The Sunday shooting marks the first violent incident in the constitutional crisis which ensued when President Maithripala Sirisena fired Prime Minister Ranil Wickramasinghe in a disputed move on Friday. He then named former Sri Lankan strongman Mahinda Rajapaksa as the new head of government.
Wickramasinghe stays defiant
Wickramasinghe disputes the president's authority to sack him and insists that he still commands a parliamentary majority. He remains barricaded inside the official prime minister's residence.
However, President Sirisena has suspended parliament's work until mid-November, presumably to ease Rajapaksa's work in forming a new cabinet. The move was decried by parliamentary speaker Karu Jayasuriya, who backs the embattled Wickramasinghe.
Ex-petroleum minister Arjuna Ranatunga is also loyal to the sacked Wickramasinghe.

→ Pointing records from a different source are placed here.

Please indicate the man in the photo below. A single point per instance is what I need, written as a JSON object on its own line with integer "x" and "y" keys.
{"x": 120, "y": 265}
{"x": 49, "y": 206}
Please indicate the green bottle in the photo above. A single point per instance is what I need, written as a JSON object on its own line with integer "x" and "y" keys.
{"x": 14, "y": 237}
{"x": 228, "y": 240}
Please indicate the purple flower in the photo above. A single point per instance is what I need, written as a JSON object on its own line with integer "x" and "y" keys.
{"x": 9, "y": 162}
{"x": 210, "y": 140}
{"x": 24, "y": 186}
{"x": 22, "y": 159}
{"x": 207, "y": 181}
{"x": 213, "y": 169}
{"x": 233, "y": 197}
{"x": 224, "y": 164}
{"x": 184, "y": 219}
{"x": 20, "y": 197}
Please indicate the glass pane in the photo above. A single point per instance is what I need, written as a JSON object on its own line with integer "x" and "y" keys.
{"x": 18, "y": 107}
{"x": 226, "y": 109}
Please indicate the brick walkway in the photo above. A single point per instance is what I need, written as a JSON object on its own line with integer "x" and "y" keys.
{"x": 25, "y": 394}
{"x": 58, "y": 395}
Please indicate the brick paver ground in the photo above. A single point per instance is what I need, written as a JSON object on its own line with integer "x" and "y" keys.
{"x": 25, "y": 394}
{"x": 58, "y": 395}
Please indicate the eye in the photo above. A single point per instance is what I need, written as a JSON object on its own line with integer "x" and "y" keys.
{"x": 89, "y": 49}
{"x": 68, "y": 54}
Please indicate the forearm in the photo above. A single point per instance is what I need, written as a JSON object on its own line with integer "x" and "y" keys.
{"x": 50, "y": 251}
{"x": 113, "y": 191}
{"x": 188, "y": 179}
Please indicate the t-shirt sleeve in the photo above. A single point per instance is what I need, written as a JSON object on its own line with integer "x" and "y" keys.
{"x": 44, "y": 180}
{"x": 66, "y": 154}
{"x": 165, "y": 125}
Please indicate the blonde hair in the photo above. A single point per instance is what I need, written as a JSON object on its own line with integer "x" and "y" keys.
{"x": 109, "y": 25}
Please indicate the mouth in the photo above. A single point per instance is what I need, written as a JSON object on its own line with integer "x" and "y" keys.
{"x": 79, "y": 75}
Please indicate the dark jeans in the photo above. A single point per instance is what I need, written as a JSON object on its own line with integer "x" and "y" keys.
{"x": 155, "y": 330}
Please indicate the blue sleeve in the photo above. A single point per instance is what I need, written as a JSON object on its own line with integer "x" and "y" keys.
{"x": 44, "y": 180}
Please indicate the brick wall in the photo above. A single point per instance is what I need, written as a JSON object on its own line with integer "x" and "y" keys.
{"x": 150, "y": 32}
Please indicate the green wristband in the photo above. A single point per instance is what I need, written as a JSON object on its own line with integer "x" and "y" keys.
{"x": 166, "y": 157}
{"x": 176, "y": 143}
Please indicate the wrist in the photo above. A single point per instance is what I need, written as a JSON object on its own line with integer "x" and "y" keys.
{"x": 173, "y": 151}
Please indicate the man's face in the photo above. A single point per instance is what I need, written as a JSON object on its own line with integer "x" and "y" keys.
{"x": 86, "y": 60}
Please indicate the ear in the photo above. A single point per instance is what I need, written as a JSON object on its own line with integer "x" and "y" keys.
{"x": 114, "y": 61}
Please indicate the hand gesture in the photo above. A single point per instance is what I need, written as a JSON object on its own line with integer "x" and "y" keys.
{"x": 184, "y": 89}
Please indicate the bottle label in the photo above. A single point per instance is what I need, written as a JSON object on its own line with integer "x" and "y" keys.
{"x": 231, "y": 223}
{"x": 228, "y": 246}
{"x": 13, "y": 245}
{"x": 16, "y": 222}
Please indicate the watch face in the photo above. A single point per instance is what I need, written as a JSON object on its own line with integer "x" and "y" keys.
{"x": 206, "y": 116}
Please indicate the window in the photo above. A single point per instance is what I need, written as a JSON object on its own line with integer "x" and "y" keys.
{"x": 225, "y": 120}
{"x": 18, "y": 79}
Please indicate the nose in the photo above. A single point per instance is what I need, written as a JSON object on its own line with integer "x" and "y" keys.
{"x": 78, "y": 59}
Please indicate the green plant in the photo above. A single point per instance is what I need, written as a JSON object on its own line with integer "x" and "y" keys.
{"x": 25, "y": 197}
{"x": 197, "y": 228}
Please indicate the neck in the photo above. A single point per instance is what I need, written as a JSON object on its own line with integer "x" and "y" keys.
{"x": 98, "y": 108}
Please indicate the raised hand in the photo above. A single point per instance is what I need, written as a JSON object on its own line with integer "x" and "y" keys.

He claims that the crowd that tried to stop him entering his office was made up of supporters of the new prime minister, Rajapaksa.
President claims assassination plot
Just after the Sunday shooting in Colombo, President Sirisena addressed the nation saying that the main reason for firing Wickramasinghe was an alleged assassination plot targeting Sirisena himself.
Sirisena also said there was an involvement of a "Cabinet Minister in this plot to assassinate me," according to Sri Lanka's Daily Mirror. Sirisena did not name the minister in question.
"Under these political problems, economic troubles and the strong plot to assassinate me, the only alternative open to me was to invite former President Mahinda Rajapaksa and appoint him as prime Minister to form a new government," Sirisena said.
Stuck between China and India
Rajapaksa ruled the island state between 2005 and 2015. He is credited with ending the Sri Lankan 25-year civil war against the Tamil Tigers in 2009. However, the UN is currently investigating accusations of war crimes and human right abuses committed by his government.
Read more: Sri Lanka's Sirisena to visit China after scaling back ties
The conflict between the politicians reflects a wider power struggle between India and China. Rajapaksa drifted closer to China in the later years of his administration, when he was ousted by the alliance of the sacked prime minister Wickramasinghe and the now-president Sirisena.
Wickramasinghe is believed to be closer to India, and pro-Western.
The balance between India and China was also a reason for clashes between Sirisena and Wickramasinghe.
Trend 'extremely worrying'
Speaking to DW, Siegfried O. Wolf from the Brussels-based South Asia Democratic Forum (SADF) said that the crisis started "after Chinese economic interests were seriously challenged by Wickramasinghe's administration."
"Actually, this trend is extremely worrying for other countries with smaller economies and fragile state situations" involved with Beijing's New Silk road project to ship goods to Europe, he added.